With Deep Orange students, instructors and industry-types are getting together to take a vehicle from the white board to the road at Clemson University's International Center for Automotive Research.
Picture the university setting for a moment. What do you see? Co-eds strolling along brick-lined paths, or holing up in the library with stacks of research materials?
Cue the sound of tires screeching to a halt.
The Carroll A. Campbell Jr. Graduate Engineering Center on the campus of Clemson University's International Center for Automotive Research (CU-ICAR) is altogether different. Here, master's and Ph. D. candidates are ensconced in state-of-the-art labs and shops. And they're getting ready to help design and build prototypes that is transforming the traditional classroom into a model original equipment manufacturer (OEM) and supplier.
Their first prototype is in the design stage, so for the moment students are taking apart existing vehicles to determine what works and what can be improved.
It's one thing for students to design innovative technologies and hope vehicle manufacturers will eventually scoop up their ideas, but Dr. Paul Venhovens argues it's quite another exercise to take students through the actual development process, innovating all the way.

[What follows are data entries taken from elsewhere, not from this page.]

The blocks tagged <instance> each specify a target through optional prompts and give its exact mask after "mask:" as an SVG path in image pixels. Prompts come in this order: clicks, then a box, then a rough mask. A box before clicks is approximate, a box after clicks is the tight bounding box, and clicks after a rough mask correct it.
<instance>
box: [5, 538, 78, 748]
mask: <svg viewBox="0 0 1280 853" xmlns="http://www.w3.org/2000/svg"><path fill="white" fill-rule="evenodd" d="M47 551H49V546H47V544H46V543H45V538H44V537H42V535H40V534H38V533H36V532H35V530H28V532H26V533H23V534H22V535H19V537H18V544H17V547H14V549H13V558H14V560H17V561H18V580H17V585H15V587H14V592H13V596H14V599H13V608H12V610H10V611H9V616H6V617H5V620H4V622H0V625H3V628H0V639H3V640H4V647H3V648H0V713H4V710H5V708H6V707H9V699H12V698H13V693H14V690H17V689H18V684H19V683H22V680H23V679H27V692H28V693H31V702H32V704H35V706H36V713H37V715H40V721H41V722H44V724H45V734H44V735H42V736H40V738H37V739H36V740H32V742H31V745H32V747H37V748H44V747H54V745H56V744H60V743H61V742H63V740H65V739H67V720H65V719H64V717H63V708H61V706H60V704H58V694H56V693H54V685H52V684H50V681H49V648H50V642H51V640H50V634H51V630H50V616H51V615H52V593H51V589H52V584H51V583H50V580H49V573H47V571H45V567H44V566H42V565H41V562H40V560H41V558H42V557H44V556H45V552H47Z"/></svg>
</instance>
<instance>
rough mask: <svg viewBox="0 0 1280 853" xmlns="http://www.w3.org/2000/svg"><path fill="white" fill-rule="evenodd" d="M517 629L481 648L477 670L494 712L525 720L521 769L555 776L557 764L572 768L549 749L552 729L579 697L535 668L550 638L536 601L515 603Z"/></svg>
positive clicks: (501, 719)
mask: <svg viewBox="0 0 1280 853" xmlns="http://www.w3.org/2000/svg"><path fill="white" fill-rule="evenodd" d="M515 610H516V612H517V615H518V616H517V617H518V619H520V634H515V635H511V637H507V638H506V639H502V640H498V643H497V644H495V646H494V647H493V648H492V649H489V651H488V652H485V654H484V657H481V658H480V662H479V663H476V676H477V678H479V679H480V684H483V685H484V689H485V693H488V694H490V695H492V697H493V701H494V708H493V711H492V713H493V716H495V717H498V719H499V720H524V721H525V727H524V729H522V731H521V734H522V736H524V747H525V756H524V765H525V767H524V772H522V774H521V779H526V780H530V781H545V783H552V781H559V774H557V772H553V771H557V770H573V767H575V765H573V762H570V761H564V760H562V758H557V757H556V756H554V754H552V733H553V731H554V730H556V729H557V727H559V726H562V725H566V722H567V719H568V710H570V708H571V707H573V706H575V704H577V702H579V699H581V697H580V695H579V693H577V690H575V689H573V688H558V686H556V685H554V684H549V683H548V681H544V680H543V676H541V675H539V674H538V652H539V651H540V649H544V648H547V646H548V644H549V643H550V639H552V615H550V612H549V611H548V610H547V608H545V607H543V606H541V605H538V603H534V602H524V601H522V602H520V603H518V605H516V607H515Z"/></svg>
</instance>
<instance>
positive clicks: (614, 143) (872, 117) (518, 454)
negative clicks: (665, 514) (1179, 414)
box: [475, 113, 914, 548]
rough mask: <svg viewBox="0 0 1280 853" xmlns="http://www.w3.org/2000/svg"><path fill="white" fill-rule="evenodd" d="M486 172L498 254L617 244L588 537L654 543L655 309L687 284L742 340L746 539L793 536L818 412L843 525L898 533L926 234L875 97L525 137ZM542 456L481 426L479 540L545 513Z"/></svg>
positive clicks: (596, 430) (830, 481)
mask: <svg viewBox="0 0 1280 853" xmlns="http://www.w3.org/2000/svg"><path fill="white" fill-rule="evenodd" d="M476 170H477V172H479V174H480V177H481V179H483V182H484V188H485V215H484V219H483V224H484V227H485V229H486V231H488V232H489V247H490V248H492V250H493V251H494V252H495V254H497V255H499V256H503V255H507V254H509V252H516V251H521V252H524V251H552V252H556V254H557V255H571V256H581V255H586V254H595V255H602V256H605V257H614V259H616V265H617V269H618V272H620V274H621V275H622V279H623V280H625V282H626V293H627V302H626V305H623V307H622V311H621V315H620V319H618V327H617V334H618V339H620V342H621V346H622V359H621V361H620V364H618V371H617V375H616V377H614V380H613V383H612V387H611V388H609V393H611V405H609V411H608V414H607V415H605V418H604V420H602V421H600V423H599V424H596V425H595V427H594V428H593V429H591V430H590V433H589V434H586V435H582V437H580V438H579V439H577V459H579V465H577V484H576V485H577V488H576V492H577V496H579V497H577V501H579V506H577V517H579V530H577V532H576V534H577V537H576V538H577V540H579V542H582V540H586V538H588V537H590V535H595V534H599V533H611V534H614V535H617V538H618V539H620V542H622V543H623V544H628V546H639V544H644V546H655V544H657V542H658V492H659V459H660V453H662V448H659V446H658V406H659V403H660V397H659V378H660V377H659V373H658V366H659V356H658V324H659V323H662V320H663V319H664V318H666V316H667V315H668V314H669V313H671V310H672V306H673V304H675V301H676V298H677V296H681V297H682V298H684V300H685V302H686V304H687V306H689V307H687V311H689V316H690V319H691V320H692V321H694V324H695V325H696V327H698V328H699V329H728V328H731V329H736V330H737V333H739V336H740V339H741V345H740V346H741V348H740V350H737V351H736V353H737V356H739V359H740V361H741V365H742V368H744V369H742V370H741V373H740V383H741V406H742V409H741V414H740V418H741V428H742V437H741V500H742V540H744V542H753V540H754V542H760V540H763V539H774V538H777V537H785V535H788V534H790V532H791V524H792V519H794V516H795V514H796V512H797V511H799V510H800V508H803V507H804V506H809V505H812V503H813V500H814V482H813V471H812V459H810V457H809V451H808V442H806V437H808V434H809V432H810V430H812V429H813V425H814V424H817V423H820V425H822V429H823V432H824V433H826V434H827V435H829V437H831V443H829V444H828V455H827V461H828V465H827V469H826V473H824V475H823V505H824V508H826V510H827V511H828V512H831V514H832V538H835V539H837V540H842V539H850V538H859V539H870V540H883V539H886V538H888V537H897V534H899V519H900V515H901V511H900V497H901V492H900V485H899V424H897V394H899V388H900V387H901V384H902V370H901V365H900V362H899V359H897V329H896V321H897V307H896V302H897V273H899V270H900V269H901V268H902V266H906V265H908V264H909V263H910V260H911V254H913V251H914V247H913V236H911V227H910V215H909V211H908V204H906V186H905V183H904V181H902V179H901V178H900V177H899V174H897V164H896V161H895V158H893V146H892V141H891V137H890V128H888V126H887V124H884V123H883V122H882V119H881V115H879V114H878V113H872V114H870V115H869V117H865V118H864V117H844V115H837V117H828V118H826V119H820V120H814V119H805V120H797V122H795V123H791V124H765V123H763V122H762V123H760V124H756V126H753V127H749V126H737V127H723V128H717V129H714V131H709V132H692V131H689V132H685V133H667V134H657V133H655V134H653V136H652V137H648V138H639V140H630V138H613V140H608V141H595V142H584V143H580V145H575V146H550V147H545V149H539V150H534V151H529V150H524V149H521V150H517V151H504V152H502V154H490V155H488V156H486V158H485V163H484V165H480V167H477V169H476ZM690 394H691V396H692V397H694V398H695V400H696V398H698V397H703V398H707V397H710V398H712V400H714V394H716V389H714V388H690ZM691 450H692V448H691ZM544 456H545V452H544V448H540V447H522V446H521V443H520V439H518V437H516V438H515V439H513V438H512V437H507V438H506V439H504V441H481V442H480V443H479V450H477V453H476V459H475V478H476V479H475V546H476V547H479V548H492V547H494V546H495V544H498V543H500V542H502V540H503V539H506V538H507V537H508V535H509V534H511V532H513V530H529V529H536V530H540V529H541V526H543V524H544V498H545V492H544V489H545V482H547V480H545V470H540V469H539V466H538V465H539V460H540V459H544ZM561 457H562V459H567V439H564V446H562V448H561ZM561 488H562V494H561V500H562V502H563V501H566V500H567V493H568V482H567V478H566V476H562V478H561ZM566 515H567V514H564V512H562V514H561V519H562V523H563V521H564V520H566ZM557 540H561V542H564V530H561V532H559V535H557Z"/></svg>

Both he and fellow professor Dr. Stephen Hung stress that Deep Orange is made possible through working with a variety of different suppliers to build thevehicle from scratch. "The curriculum is tailored to delivertechnologies to companies," says Hung, pointing out that with classeson tire technologies taught by the Michelin experts headquartered just a few miles away, they are able to remain open to changing industry needs while being aware of what will actually sell in the real world. "Cost," Hung explains, "has really stoppered a lot of innovations from getting to market."
Hung points out that while most research is driven by technology, it won't work if it's too expensive. "You have to be able to track value to the person who is going to pay for it in the end to justify why technological requirements work in the car. Then how to manufacture, assemble, and deliver it."
"Students are going through the marketing basics to determine what the customers want and need. It will be a step-by-step design and manufacturing process that all our students will be involved in for two years," Venhovens adds. Students, faculty, and participating corporate partners will engineer and manufacture a new vehicle prototype each year.
This "systems integration" approach to designing and building vehicles is a radical departure from other university engineering programs, according to Dr. Venhovens, the BMW Endowed Chair in Automotive Systems Integration, who is at the helm of what CU-ICAR has dubbed the "Deep Orange" initiative.
A team from Clemson will be announcing the initiative at SEMA, the Specialty Equipment Market Association's show in Las Vegas, on November 2nd. The 7,500-member SEMA formed a collaborative partnership with Clemson this summer, with Deep Orange at its heart.
As he walks through the various work stations in the building, Dr. Hung, sporting a v-neck sweater the color of a dark flame, says that Deep Orange, too, reflects the collaborative effort put in place when CU-ICAR was conceived and built.
The Campbell Center is a squat, grey block of a structure with a few smooth curves giving way to sharp angles. It sits on a 250-acre campus dotted with "technology neighborhoods" that house corporate partners such as BMW, SAE International, Ozen Engineering and others. The interior was specially designed to allow vehicles to drive in and out in multiple places on all but one of its floor and fitted with an array of equipment. Plus, there's plenty of space for people to work together.
Hung points out students hunched at conference tables or clustered around white boards filled with formulas and notations, already hard at work. He says they have one area to document and envision the market and then transition to other areas for what goes into the vehicle. "Their work can be reviewed and critiqued by other students and industry partners. Then they can take it apart and re-assemble it," he says noting that some of these "under the skin modifications" are aided by both the proximity of the white board designs to the vehicle in progress.
It is not the first time industry and university have worked together to innovate. Other programs are underway such as Ford Motor Company's partnership with University of Michigan to bring cloud computing and social networking to Sync, the company's in-car connectivity and communications-and-entertainment system.
The first Deep Orange prototype vehicle is scheduled to roll out the door in the spring.